Potatoes are hugely versatile and are a staple ingredient of many meals in one form or another – boiled, mashed, chipped or baked. Freshly dug and lightly boiled with mint or, cooled and eaten with salads ; they just can’t be beaten.
There are numerous ways of growing potatoes.
It is vital with early varieties and a good idea with maincrops to chit the seed tubers first before planting; this means allowing them to produce sturdy shoots. Buy your seed potatoes in late January/February and stand them rose end up (the rose end has the most eyes) in egg boxes or similar in a light, frost-free place.

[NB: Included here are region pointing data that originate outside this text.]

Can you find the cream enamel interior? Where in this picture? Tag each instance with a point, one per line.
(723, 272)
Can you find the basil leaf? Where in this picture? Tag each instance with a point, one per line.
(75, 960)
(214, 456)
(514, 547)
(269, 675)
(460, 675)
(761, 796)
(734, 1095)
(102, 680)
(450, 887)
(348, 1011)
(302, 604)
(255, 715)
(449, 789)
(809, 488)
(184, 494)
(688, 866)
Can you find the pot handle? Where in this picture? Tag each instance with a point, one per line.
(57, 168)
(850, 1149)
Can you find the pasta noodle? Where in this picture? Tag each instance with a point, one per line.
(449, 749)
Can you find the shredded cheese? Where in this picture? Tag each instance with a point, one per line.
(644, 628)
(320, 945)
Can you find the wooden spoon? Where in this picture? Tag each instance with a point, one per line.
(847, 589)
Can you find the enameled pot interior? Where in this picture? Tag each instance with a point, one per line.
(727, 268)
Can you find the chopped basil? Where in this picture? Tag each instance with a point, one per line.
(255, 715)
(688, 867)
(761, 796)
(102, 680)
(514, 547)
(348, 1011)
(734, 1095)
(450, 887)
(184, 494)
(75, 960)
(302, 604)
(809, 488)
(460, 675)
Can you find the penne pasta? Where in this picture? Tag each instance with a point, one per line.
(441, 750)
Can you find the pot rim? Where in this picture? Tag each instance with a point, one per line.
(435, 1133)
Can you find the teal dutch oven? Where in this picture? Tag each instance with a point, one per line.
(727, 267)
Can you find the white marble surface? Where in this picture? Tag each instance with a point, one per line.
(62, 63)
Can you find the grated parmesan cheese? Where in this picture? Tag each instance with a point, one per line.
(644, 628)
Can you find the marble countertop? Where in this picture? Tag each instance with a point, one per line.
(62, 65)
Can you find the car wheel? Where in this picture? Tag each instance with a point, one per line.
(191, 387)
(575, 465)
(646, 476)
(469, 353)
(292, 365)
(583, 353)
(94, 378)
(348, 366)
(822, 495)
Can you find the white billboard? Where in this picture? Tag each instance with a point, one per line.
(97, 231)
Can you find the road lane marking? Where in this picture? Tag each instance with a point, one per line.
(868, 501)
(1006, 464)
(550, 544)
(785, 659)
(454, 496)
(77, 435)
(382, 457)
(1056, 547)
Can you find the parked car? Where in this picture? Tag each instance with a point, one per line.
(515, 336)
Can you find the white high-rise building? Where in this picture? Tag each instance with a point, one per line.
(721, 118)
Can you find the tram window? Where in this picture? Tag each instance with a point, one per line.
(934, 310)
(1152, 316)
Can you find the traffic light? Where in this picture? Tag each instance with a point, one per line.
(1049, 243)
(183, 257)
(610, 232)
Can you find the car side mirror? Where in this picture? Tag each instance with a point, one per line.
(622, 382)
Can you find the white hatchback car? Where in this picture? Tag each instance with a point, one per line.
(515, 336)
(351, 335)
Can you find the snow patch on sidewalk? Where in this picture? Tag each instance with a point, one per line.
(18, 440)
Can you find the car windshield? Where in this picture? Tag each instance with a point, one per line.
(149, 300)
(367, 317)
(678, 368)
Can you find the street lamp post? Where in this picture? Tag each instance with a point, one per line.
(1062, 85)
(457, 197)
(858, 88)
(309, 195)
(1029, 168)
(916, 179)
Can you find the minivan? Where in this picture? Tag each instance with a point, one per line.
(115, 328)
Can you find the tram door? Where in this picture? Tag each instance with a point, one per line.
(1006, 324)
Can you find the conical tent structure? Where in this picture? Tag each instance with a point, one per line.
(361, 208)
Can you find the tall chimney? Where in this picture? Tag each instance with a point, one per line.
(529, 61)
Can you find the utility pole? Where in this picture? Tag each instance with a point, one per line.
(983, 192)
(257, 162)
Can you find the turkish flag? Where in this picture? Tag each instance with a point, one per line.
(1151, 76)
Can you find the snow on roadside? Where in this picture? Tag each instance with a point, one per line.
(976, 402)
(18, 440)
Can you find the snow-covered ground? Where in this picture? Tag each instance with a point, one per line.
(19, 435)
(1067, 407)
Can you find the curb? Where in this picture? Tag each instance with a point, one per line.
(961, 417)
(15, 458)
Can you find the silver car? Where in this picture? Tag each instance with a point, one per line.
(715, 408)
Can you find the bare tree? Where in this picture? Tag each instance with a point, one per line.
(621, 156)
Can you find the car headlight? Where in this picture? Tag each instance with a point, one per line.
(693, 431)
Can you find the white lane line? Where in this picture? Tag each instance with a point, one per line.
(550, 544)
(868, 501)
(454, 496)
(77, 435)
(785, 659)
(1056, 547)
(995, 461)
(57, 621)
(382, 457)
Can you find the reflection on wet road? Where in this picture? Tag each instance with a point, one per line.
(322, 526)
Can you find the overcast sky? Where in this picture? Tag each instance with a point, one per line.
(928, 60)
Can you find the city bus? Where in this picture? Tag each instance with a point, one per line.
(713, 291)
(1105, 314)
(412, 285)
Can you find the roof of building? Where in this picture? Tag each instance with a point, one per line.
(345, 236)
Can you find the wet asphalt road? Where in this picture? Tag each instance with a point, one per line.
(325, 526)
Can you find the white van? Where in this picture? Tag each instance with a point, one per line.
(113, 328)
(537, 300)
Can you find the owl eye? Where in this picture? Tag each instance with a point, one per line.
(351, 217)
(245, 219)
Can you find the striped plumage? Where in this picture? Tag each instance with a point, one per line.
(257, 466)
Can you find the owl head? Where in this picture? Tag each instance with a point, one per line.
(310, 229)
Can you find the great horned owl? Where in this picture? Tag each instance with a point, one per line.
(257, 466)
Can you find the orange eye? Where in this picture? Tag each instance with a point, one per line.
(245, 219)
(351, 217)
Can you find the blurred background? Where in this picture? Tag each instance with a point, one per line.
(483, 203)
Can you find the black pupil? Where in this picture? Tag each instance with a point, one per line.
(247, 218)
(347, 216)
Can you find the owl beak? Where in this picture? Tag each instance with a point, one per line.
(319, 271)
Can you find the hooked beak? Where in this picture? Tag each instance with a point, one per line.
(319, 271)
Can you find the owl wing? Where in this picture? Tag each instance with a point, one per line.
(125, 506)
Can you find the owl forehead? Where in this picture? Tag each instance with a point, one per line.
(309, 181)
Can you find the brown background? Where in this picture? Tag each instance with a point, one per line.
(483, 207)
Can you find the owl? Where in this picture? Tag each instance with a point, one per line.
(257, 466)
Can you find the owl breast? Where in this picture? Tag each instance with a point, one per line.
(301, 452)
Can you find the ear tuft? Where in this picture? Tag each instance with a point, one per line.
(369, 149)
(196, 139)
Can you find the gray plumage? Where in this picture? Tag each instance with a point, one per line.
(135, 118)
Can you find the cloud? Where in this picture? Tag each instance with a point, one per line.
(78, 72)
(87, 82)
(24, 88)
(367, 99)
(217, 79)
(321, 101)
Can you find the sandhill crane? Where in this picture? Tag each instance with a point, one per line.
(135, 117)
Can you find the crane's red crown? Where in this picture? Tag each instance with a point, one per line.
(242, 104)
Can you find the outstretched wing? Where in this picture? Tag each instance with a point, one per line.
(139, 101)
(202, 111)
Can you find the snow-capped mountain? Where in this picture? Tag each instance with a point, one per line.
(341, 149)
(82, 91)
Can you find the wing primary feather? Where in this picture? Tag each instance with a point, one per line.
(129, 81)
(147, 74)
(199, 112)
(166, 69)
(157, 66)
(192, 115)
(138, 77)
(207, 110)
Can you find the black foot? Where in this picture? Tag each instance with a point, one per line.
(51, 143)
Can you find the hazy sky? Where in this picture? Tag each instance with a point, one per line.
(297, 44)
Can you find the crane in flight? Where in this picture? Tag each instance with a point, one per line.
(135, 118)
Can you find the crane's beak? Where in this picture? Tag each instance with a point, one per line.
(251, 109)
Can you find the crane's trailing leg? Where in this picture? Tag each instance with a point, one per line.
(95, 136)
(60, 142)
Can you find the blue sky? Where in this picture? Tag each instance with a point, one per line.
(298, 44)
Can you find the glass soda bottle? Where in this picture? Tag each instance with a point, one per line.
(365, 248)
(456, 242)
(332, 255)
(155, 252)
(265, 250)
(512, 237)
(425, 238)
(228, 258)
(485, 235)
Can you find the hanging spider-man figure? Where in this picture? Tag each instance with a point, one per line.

The tubers are ready to plant when the shoots are about 2.5cm (1in) long.
Once planted, when the stems are about 23cm (9in) high, start earthing up by carefully drawing soil up to the stems and covering to produce a flat-topped ridge about 15cm (6in) high. This can be done little and often or in one go.
Newly emerging foliage is susceptible to frost damage. You can prevent this by earthing up the soil around the shoots or by covering them with fleece.
It is also possible to grow them in large containers. Line the bottom 15cm (6in) of the container with potting compost and plant the seed tuber just below this. As the new stems start growing, keep adding compost until the container is full.
Keep crops well watered in dry weather.
A liquid feed of a balanced general fertiliser every fortnight can help increase yields.